Network Dual Reoptimization Policies and Bounds for Managing Energy Real Options

Energy operations and investments are managed with real option models that embed timing and/or switching decisions, where the former and latter types of decisions change irreversibly and reversibly, respectively, the status of the real asset. Optimizing the flexibility in these models requires solving a finite-horizon Markov decision process with finite endogenous states but a high-dimensional and continuous exogenous state space, which is typically intractable and requires heuristic approaches. Least squares Monte Carlo (LSM) is a popular approximate dynamic programming method for this purpose while a known forecast-based reoptimization heuristic (FRH) is not well suited to handle timing decisions. We develop a network dual reoptimization framework that leverages network flow algorithms and employs a novel class of partial information relaxations to overcome this shortcoming.
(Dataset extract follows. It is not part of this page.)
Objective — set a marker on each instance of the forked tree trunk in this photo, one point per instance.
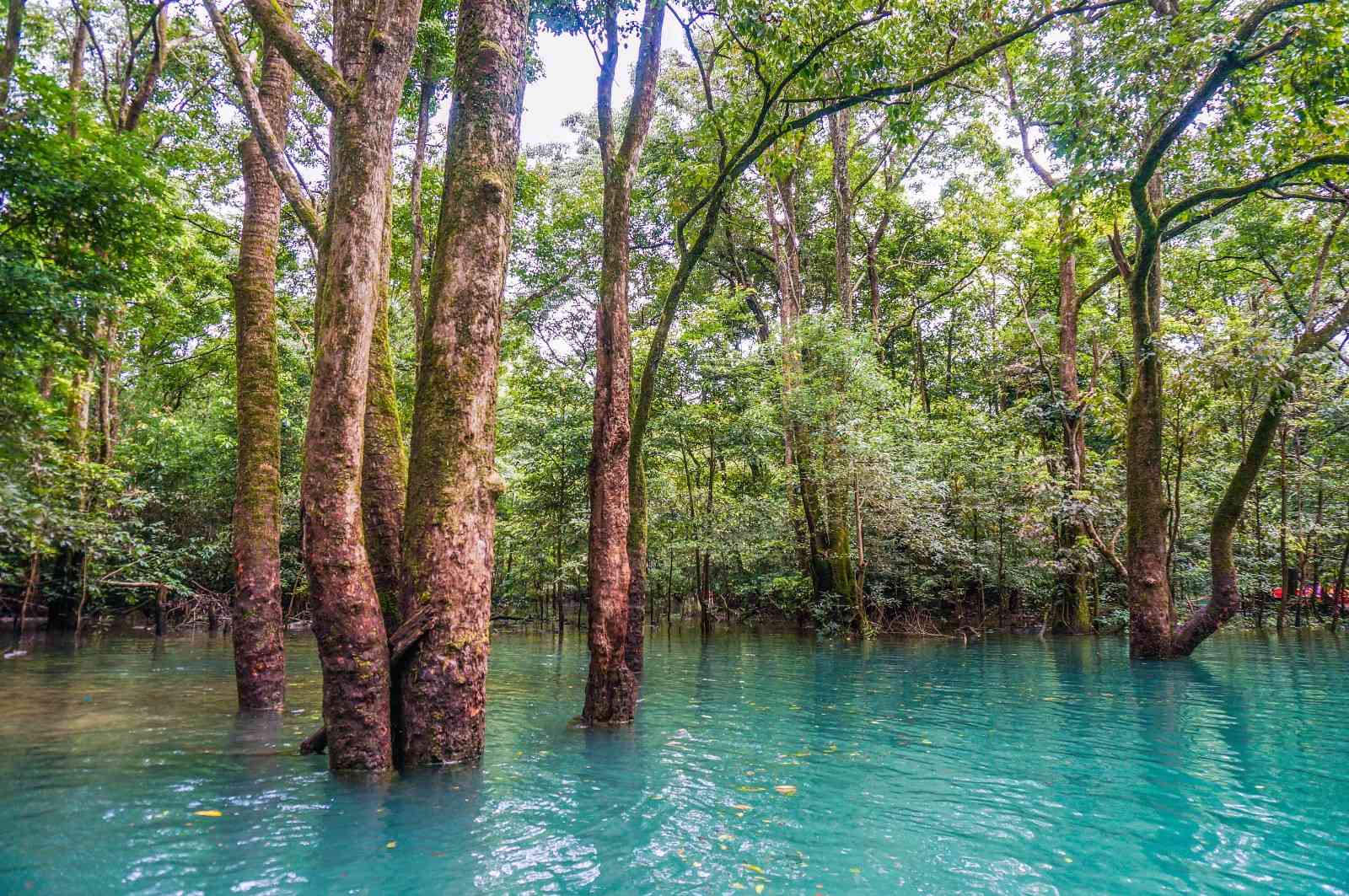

Our framework provides both a new policy and a dual bound and we establish that: (i) the decisions taken by our policy are equivalent to solving a scenario-based two-stage stochastic program but computationally more efficient since scenarios are solved independently; and (ii) our dual bound is provably tighter than the known penalized perfect information bound. Numerical experiments on two energy real options dealing with commodity production and vehicle fleet upgrade show that our policy outperforms FRH by 10-20% and LSM by to 2-5%, while our dual bound improves by less than 1%.

About Alessio

Alessio Trivella is an Assistant Professor of Operations Research at the Industrial Engineering and Business Information Systems group at the University of Twente (UT). Before joining the UT, he obtained bachelor and master degrees from the University of Milan, a Ph.D. from the Technical University of Denmark, and was a postdoctoral researcher at ETH Zurich. In his research, he develops optimization models and algorithms for solving contemporary decision making challenges arising in the energy and transportation sectors (e.g., operations, planning, and investments), while accounting for risks and uncertainties. He uses techniques such as mathematical programming, network algorithms, stochastic optimization, and reinforcement learning. Alessio often collaborates with the industry in his research work, and is currently leading a work package on Modeling and Optimization of Hubs for Circularity for a large Horizon Europe project.